Ayrıca ekolojik olarak da bisikletin hava kirliliğini artıran motorlu araçların yerine geçmesi gerektiğini vurgulayan Medya Xanım, “Burada jeneratörler kullanılıyor. Onların dumanı özellikle arabaların dumanı çevreyi kirletiyor onun yerine bisiklet sürelim” dedi.
‘Her şehirde maraton düzenlemek istiyoruz’
Kuzey ve Doğu Suriye’nin bütün şehirlerinde maraton düzenlemek istediklerini söyleyen Medya Xanım, “İki ay sonra 40 kadının katılacağı bir maraton yapacağız. Bisiklet kullanmasını bilmeyen kadınlara da kullanmayı öğretiyoruz onlar da katılabilirler. Bisiklete karşı çok büyük bir ilgi var. Bir merkezimizin olmasını istiyoruz bu şekilde daha çok kadına ulaşabiliriz. Bir kadın var mesela 42 yaşında hiç bisiklet kullanmamış iki kızı var. Bir kızı da bizim timimizde o da geldi bisiklet kullanmayı öğrenmek istiyor. Hiç korkmuyor” şeklinde konuştu. Kendilerini destekleyenlere teşekkür eden Medya Xanım, “Bu sporun yayılmasını istiyoruz. Toplum nasıl bakarsa baksın ama kadınlar özgürce doğru bir şey yapıyorsa amaçlarına doğru yürümelidir” mesajını verdi.

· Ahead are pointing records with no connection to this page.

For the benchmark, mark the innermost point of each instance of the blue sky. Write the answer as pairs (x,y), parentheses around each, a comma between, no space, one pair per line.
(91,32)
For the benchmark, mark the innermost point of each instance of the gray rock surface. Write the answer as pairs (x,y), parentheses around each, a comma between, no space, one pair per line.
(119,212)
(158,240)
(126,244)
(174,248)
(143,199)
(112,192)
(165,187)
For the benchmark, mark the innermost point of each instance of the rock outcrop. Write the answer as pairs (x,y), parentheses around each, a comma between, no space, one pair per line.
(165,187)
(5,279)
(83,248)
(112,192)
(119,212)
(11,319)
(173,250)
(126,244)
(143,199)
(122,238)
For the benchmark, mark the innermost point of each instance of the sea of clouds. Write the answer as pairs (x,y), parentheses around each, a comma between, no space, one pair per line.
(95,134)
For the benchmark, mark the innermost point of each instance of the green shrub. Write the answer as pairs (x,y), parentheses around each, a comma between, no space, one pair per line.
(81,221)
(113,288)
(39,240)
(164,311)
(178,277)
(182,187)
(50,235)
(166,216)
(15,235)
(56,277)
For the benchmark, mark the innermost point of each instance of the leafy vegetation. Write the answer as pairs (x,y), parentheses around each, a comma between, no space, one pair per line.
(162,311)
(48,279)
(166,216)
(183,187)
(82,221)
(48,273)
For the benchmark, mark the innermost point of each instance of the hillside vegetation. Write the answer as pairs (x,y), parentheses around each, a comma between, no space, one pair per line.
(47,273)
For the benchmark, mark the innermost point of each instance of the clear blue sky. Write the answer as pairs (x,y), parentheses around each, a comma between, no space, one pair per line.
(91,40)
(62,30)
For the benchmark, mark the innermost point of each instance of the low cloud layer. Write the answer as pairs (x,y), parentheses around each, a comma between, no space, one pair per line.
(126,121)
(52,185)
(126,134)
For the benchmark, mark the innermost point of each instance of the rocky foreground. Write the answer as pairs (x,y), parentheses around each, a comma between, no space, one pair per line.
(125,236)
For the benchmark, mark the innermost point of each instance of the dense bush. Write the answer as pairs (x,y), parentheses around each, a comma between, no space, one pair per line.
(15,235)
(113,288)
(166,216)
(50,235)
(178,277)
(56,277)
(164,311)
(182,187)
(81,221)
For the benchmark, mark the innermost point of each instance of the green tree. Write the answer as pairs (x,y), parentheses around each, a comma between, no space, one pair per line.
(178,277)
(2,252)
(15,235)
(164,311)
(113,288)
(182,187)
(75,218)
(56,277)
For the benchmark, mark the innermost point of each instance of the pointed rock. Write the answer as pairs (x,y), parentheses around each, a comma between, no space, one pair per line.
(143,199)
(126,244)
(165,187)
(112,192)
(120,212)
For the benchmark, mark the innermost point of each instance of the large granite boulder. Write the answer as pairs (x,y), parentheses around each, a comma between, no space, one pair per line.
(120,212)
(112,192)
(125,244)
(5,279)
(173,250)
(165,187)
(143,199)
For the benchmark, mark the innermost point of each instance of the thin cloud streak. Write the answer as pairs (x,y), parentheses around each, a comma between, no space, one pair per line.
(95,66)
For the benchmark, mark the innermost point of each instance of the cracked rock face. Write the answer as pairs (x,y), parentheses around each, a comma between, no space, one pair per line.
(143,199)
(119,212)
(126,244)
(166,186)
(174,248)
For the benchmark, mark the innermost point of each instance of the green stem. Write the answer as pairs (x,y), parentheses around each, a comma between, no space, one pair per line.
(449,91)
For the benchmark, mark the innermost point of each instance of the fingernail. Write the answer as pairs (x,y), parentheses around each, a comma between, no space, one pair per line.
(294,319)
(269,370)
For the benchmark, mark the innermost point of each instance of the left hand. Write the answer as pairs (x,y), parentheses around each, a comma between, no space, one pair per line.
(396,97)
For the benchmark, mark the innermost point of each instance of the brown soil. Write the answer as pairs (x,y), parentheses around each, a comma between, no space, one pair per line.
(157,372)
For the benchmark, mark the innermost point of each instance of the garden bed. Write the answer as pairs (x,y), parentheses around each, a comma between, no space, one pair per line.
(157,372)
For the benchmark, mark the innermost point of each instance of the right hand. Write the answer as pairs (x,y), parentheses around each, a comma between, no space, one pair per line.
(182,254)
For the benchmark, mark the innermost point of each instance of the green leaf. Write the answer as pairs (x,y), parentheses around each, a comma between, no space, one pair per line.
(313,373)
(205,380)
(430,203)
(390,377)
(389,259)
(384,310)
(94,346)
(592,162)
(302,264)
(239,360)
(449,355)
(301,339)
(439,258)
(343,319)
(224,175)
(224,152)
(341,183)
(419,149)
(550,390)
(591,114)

‘Bisiklet sürerek zihniyeti değiştirmeye çalışıyoruz’
Gruba yeni katılan Rehef Zulfo, bisikleti küçüklüğünden beri çok sevdiğini, eğitimlerinin haftada 3 gün iki grup şeklinde olduğunu söyledi. Toplumdaki olumsuz yargıların değişmesi için önemli bir adım olduğunu ifade eden Rehef Zulfo, “Ailede neden erkek kardeşim bisiklet sürerken ben süremiyorum ya da dışarıda erkek arkadaşlarımız sürüyor ama neden ben süremiyorum. Burada bisiklet sürmemiz sadece spor değil. Burada vakit geçirelim gidelim değil. Burada zihniyet değiştirmeye çalışıyoruz. Toplumu alıştırmaya çalışıyoruz” şeklinde konuştu.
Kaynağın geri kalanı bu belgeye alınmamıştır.